As for the question of what to do with the 6AV6 diodes, tie them to plate or ground, or top of the cathode as you suggest, I am entirely "open" to see what others, who think they have an answer, say about this.
I have not yet used the tube. I do plan to, driving a Type 46, next month for two friends' DC amps, and I would be open to LEARNING from experienced technicians, on what to do with the two diodes, how and why.
So far, two people I respect, have given me opposite answers. You suggest a third approach, the cathode. What do I know ??? I was a business major.
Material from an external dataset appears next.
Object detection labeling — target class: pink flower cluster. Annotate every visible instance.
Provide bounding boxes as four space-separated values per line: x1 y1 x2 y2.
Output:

Let us see what smarter than I, more experienced people, can suggest, and WHY they suggest it. Fun !
Thanks for posting,
You do not want the diodes to be conducting or have any electrodes floating . Connecting the diodes to plate will not work . Connecting to cathode or as you suggest 0V in fine
Apart from that , I fail to see any relevance within your post .
I don't know about the method you mention, but if Miller Capacitance is a major concern, I would go to a pentode or a pair of triodes in cascode mode, the latter if high output impedance is tolerable.
Yes, most definitely. But this is about driving a triode power stage using a triode driver. The common knowledge is that you need low Rp driver running at high idle current to overcome high frequency roll-off due to Miller capacitance. Neutralization should, at least theoretically, make it possible to use high mu high Rp drivers. Power triodes driven as easily as power pentodes - this should allow a lot of flexibility in circuit design. For example, one could think of a very simple two-stage 2A3 amplifier with overall gain in excess of 100.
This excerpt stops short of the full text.